Le indagini, condotte dal Gico del Nucleo di polizia economico-finanziaria di Lecce, hanno dimostrato la riconducibilità a tre fratelli di Racale, in provincia di Lecce, di una società a responsabilità limitata della vicina Melissano, leader nel settore del gaming e delle scommesse. La consorteria criminale indagata, al fine di schermare i proventi derivanti dal lucroso business del gioco d’azzardo, ha costituito ad hoc una società formalmente intestata ai dipendenti di un’altra azienda “di famiglia” già, peraltro, colpita da una misura interdittiva antimafia.

Le investigazioni dei finanzieri, che hanno esaminato centinaia di documenti, eseguendo numerose intercettazioni telefoniche, appostamenti e pedinamenti, hanno dimostrato la totale gestione delle attività imprenditoriali da parte del “gruppo criminale” che provava a schermarsi dietro compiacenti prestanomi. Gli investigatori hanno messo poi la lente di ingrandimento su operazioni commerciali sospette tra cui la cessione di un ramo d’azienda di un consistente valore commerciale, composto da apparecchiature da intrattenimento e dispositivi cambiamonete, a fronte di un lunghissimo e diluito pagamento rateale da parte di un prestanome che il Tribunale locale ha chiaramente dichiarato “economicamente incapace di avviare una così lucrosa attività partendo da zero”, segno che si trattava, evidentemente, di un tentativo per “schermare” i reali proprietari salentini che intendevano in tal modo sviare eventuali indagini a loro carico.

I Giudici leccesi, nel decreto, hanno precisato come ciò non sia bastato a fuorviare gli investigatori del Gico di Lecce; infatti, chiariscono “gli inquirenti evidenziavano in merito l’assoluta anti-economicità delle citate scelte commerciali, soprattutto considerando che la società interdetta, all’epoca leader nel mercato del gaming, in tal modo cedeva ad una società concorrente una quota significativa del proprio parco di apparecchiature a fronte di una rilevante dilazione dei pagamenti che avrebbe favorito l’azienda acquirente proprio nella sua fase di avviamento…”, rendendo questo comportamento del tutto ingiustificato dal punto di vista commerciale e meramente preordinato a “nascondere” la realtà portata alla luce dai militari delle Fiamme gialle salentine coordinate dalla Direzione distrettuale antimafia di Lecce.

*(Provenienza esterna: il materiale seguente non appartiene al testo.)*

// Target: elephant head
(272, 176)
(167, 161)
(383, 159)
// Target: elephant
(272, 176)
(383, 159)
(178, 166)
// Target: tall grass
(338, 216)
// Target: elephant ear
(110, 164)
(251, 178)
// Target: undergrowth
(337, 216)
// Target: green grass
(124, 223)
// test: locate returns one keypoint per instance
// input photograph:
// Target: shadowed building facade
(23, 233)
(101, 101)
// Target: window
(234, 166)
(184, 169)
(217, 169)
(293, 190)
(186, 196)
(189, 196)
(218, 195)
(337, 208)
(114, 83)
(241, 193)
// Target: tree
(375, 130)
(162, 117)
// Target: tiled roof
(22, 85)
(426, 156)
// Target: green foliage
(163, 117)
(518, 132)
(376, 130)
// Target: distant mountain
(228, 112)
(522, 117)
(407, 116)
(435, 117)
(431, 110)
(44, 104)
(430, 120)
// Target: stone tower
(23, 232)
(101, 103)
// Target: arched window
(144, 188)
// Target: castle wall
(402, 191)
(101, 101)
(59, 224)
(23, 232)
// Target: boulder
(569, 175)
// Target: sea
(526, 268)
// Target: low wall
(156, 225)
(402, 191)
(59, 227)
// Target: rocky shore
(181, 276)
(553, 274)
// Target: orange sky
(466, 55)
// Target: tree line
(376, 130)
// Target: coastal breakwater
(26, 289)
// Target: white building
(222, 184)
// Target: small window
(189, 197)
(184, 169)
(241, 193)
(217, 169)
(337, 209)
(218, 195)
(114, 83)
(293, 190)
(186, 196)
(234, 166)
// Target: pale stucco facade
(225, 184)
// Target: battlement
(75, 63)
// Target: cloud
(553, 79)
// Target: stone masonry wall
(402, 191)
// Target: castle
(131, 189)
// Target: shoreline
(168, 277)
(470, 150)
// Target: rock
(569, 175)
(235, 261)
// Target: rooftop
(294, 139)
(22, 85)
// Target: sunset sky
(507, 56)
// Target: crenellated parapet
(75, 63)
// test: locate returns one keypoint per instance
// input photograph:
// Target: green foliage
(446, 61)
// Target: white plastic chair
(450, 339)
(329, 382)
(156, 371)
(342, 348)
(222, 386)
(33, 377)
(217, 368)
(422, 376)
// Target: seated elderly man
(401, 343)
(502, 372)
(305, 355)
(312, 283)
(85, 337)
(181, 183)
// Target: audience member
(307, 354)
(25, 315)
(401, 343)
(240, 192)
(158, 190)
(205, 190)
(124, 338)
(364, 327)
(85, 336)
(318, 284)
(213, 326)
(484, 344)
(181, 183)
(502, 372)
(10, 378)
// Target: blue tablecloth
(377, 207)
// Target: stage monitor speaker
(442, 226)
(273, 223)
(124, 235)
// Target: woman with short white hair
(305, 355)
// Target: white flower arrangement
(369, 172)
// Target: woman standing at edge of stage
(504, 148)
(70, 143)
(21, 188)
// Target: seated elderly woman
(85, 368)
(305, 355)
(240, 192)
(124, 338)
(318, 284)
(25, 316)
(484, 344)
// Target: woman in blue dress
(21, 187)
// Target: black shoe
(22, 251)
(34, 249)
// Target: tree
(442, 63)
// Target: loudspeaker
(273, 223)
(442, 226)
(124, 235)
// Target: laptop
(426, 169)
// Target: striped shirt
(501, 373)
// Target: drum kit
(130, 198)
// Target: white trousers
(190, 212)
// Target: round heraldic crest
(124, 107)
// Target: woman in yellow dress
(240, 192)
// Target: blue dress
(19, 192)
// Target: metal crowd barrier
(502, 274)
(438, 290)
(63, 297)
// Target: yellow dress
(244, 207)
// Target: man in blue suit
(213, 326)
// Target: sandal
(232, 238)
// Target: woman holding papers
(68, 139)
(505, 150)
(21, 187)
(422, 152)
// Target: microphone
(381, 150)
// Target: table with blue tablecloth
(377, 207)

Il Tribunale di Lecce, considerata la cosiddetta “sproporzione” tra i redditi del titolare della società – come detto mero prestanome – ed il valore della stessa, e tenuto conto che, in realtà, questa altro non era che una ditta “pulita” creata ad hoc proprio per consentire la prosecuzione delle attività illecite dei fratelli di Racale colpiti da misure interdittive e di prevenzione antimafia, ha disposto il sequestro delle quote societarie nonché dell’intero compendio aziendale della società che è titolare di oltre 1.500 slot machine dislocate nel centro e sud Italia, per un valore complessivo prudenzialmente stimato in oltre 7 milioni di euro, ritenendo che la stessa abbia rinvenuto i propri iniziali investimenti proprio nei capitali illeciti accumulati nel tempo dalla precedente Srl “divenendo oggetto di utile reimpiego degli stessi in un’ottica volta a creare un soggetto giuridico ove riversare le sostanze finanziarie lontano dalla visuale investigativa degli inquirenti”, recita testualmente il Tribunale di Lecce.

Contestualmente, i militari del Gico stanno procedendo alla notifica della sentenza di confisca di un patrimonio (una trentina di immobili, quote societarie e conti correnti) del valore di oltre 5 milioni di euro, riconducibile ai tre fratelli – emessa l’8 ottobre scorso da Tribunale di Lecce, nell’ambito del medesimo procedimento di prevenzione – per procedere poi all’effettuazione della conseguente misura ablativa trascorsi dieci giorni dall’avvenuta notifica agli interessati.